8th Sarajevo Film Festival 2002
Every cinéaste has a favorite film festival he likes to visit just for the sheer pleasure of being there without having to pay that much attention to the ridiculous squabble over first rights to world premieres or whether or not a film print will arrive in time from its last stop somewhere in the Far East. In fact, festival chaos can help considerably to make suffering through pretentious, overblown, mediocre film-fare that much more bearable. I still remember that seven-hour ride in a UN-jeep from Zagreb to Sarajevo to attend the 2nd Sarajevo Film Festival in September of 1996. Miro Purivatra was running on a shoestring grant from the Soros Foundation. Bosnian director Ademir Kenovic and poet Abdullah Sidran were working on a script for The Perfect Circle, which a year later would open the Directors Fortnight at Cannes. Lars von Trier’s Breaking the Waves was awarded the Anno Zero Prize after narrowly missing the top honor in Cannes. Our applause at Sarajevo was more heart-felt anyway!
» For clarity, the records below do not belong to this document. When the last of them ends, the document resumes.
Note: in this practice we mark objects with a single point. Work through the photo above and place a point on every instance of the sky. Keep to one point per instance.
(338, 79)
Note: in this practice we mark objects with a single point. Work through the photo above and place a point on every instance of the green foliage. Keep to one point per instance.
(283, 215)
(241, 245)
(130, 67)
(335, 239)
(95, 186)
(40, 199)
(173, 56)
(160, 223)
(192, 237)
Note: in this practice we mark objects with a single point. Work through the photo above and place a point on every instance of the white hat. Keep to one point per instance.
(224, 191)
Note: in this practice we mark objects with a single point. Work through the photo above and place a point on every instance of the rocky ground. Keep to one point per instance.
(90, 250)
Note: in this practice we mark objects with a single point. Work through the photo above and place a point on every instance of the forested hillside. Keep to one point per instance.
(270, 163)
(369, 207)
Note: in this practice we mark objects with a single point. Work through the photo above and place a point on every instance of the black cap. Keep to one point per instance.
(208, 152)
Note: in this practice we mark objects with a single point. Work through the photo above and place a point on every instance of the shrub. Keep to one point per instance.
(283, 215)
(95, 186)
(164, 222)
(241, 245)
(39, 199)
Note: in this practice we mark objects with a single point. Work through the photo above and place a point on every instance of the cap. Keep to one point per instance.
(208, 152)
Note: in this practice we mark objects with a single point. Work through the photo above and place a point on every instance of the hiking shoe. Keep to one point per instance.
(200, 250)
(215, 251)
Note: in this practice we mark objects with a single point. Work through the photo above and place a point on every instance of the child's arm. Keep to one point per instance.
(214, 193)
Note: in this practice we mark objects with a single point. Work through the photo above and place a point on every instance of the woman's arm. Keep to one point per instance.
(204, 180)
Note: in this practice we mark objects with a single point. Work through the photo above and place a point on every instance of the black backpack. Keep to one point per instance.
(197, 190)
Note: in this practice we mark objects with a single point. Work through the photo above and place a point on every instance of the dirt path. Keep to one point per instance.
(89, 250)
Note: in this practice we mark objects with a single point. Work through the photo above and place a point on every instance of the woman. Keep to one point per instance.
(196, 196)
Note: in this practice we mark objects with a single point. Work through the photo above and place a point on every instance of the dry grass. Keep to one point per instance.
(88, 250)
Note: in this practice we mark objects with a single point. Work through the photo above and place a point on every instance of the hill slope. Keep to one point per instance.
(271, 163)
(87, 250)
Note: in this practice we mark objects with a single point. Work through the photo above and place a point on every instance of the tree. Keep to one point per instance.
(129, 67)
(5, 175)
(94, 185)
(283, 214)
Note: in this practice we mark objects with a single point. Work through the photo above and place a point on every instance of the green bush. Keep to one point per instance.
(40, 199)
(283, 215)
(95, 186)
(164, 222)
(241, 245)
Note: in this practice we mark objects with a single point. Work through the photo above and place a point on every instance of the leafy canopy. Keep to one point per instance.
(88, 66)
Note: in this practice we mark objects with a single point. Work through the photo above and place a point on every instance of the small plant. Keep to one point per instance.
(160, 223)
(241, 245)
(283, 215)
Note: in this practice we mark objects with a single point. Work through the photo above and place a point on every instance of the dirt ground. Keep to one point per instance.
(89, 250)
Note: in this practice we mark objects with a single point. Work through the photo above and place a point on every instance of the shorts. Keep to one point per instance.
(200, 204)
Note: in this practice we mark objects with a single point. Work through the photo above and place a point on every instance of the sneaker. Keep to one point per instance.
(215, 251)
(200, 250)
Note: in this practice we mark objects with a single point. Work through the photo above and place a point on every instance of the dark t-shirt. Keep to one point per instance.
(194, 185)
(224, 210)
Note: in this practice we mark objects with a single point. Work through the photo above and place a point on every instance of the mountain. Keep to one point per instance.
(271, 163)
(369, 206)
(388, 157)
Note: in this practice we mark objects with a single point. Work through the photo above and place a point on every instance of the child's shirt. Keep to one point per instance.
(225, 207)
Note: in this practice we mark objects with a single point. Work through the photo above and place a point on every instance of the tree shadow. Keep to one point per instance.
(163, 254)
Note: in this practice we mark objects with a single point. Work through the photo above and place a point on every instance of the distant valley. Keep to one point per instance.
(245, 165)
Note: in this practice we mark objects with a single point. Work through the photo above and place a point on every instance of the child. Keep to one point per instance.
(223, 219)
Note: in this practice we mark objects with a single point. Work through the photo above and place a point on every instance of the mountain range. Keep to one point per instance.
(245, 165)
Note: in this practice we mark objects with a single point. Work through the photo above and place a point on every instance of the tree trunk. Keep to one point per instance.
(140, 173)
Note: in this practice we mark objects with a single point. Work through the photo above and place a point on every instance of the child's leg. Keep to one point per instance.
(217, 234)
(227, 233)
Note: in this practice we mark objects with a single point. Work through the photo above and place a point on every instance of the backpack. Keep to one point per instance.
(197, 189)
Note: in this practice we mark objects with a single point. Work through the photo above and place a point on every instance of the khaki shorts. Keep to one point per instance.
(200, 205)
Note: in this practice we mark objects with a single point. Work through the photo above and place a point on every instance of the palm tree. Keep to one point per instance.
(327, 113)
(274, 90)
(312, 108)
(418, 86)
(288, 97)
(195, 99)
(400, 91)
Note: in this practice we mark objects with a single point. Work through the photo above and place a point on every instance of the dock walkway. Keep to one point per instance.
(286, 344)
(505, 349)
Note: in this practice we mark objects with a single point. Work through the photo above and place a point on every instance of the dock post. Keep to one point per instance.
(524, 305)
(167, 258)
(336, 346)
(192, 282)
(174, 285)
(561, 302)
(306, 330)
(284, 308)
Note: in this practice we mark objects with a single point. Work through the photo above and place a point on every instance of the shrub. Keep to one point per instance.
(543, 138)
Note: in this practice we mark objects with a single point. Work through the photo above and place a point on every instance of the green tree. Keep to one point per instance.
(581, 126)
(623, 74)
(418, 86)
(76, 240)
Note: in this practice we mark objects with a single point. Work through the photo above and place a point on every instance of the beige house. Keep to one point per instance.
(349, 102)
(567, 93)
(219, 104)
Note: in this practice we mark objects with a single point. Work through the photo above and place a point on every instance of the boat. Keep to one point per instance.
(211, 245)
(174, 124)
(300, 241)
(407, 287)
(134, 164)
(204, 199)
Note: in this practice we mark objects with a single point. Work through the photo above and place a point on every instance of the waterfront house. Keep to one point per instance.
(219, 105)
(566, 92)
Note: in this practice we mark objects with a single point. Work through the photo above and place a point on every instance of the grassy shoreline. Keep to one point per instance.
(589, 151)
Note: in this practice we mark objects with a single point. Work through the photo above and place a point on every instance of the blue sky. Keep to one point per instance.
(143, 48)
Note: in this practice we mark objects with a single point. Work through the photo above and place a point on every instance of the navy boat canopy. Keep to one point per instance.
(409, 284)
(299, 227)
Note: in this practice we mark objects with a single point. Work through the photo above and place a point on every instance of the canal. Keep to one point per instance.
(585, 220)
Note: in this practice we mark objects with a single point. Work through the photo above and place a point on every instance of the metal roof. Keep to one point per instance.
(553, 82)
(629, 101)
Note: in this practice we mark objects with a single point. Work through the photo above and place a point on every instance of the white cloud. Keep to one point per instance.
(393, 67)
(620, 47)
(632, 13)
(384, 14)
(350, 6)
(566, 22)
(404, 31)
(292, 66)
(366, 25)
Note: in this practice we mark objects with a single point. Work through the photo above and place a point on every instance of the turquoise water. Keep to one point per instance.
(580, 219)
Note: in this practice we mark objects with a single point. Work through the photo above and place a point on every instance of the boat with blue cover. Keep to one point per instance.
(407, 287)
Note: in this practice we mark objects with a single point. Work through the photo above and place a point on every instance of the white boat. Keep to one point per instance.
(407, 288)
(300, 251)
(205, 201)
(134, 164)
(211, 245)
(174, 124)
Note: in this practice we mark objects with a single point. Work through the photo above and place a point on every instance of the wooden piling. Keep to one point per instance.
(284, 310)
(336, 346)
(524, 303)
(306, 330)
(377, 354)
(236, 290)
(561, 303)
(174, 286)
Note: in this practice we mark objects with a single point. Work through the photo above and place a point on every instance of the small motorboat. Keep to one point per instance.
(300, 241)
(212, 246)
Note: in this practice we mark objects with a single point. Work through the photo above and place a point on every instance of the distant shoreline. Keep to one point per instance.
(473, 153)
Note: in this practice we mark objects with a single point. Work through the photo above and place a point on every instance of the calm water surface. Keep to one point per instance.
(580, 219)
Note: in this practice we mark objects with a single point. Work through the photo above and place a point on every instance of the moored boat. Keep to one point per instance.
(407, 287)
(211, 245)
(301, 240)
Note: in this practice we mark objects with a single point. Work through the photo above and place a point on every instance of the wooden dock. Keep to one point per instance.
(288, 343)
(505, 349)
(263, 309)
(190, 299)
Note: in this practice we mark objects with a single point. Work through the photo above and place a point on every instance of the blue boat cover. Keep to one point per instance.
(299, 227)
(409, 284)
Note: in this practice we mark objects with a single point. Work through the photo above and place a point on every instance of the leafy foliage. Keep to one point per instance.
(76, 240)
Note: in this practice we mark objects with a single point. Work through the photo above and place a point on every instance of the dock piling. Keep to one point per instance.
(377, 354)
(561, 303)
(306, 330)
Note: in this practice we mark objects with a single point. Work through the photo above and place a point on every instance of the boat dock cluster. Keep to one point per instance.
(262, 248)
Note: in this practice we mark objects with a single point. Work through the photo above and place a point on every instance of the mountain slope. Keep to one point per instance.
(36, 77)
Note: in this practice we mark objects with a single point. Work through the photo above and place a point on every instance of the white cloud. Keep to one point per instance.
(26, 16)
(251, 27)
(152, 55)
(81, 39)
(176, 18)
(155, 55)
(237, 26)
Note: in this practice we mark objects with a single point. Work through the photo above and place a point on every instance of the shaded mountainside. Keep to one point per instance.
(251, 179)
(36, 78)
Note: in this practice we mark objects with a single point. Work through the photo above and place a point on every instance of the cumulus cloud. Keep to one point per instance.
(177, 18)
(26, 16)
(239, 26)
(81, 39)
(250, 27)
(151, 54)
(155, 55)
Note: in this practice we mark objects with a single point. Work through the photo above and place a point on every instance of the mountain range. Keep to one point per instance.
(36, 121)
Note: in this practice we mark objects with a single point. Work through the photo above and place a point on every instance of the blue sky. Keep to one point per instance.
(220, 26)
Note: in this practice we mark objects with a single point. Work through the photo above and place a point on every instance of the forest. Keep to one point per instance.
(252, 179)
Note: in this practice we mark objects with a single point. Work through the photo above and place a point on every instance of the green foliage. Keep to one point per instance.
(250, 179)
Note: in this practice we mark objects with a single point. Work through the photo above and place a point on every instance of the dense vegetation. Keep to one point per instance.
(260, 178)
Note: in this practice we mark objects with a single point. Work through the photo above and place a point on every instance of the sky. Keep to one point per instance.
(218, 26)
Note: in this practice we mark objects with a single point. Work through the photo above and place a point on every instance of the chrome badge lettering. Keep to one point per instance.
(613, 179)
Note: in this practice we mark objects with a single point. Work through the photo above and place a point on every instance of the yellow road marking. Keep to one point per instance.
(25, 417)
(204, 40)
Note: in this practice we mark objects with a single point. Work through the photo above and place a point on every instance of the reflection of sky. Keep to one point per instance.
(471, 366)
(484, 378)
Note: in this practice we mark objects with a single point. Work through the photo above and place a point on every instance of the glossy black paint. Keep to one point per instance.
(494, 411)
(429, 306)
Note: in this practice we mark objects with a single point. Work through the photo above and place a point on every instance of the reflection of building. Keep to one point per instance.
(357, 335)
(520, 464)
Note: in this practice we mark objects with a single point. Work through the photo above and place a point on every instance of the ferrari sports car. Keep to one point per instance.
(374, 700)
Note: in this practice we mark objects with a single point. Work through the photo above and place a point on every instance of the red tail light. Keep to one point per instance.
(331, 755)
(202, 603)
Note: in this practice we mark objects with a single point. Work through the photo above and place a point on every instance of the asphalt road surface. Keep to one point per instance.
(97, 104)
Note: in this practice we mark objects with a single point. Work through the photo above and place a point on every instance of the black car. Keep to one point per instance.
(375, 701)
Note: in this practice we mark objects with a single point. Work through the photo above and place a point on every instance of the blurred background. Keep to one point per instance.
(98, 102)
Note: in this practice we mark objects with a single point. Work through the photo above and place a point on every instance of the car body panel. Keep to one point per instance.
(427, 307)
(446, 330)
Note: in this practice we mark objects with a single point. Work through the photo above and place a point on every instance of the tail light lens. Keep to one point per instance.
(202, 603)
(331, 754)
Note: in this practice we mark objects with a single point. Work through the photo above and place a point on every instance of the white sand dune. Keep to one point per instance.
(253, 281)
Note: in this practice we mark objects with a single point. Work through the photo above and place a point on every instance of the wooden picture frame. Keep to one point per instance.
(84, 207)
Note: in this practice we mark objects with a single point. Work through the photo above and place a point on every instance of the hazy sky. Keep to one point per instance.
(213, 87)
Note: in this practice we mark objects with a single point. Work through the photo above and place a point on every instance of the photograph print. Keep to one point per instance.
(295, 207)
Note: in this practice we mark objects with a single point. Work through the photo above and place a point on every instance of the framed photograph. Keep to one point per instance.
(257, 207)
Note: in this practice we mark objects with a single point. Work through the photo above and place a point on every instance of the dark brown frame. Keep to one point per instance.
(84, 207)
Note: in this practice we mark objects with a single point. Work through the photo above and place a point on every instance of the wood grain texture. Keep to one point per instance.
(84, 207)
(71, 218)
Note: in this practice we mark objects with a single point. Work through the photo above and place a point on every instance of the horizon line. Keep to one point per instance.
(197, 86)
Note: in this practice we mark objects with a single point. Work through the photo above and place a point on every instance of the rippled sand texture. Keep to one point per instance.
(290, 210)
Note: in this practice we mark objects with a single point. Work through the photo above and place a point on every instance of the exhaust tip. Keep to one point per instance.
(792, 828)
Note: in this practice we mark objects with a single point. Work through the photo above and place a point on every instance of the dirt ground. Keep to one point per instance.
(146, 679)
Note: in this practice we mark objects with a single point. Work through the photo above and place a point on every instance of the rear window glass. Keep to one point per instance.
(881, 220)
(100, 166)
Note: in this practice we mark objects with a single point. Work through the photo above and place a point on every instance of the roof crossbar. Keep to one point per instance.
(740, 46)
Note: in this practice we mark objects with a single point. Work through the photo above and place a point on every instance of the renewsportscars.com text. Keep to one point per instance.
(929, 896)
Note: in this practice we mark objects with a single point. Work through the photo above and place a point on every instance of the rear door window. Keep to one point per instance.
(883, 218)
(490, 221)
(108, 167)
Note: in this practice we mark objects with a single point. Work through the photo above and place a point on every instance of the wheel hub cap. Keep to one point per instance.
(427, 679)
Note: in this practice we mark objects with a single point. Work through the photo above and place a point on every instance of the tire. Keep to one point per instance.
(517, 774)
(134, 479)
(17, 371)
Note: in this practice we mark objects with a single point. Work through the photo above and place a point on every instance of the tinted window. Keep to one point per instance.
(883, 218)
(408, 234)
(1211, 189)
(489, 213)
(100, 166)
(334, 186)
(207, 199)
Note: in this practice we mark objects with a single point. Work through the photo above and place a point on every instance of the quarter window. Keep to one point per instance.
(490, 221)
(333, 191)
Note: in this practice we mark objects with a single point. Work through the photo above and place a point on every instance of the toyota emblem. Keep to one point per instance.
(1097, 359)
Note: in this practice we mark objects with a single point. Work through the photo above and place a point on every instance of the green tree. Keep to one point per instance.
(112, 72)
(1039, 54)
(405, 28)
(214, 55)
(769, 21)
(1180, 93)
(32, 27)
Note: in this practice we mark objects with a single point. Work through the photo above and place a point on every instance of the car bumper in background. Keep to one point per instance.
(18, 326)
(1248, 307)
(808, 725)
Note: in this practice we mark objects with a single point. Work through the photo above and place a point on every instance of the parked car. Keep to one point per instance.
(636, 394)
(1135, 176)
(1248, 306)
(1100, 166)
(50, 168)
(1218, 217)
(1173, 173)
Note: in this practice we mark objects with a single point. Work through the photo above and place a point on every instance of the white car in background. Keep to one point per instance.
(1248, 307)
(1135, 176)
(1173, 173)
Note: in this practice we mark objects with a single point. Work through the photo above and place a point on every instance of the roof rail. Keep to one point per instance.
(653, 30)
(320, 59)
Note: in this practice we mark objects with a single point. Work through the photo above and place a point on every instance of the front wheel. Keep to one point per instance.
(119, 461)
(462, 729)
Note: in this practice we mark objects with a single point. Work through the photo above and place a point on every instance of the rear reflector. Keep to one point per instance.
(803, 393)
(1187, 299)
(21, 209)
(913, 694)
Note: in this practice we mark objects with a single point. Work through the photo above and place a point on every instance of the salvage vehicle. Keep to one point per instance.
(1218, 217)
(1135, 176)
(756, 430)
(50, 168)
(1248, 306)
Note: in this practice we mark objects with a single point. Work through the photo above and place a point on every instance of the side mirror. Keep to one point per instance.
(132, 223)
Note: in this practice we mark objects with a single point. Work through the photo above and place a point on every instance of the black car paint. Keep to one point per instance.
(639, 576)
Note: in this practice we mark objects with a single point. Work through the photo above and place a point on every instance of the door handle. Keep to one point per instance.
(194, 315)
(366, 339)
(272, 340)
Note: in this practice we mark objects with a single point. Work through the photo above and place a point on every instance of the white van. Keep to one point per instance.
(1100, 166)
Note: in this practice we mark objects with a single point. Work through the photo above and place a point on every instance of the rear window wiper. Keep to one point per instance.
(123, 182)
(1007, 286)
Six years later I was back in Sarajevo for the fifth time. Things hadn’t changed much over the years. There were still a half-dozen potpourri sections Regional Films, Panorama, New Currents, Open-Air Hits, a Tribute to Mike Leigh, and a brace of local SAGA shorts some slapped together by visiting programmers who knew the tastes of a discerning public: Aki Kaurismäki’s The Man Without a Past (Finland), Abbas Kiarostami’s Ten (Iran), Michael Moore’s Bowling for Columbine (USA), Russian Ark (Russia/Germany), Fatmir Koci’s Tirana Year Zero (Albania), Kornel Mundruczo’s Pleasant Days (Hungary), Sinisa Dragan’s Every Day God Kisses Us on the Mouth< (Romania), Artur Aristakisyan’s A Place on Earth (Russia), Luiz Fernando Cavalho’s To the Left of the Father (Brazil), and a pair of award-winning shorts: Ahmed Imanovic’s Ten Minutes (Bosnia) and Stefan Arsenijevic’s (a)torzija (Slovenia).
Just as the festival was about to close, the first print of a new Bosnian film production arrived from the lab: Dino Mustafic’s Remake a third masterful film on Bosnia and Sarajevo after Ademir Kenovic’s The Perfect Circle and Danis Tanovic’s No Man’s Land (2001). Don’t miss it!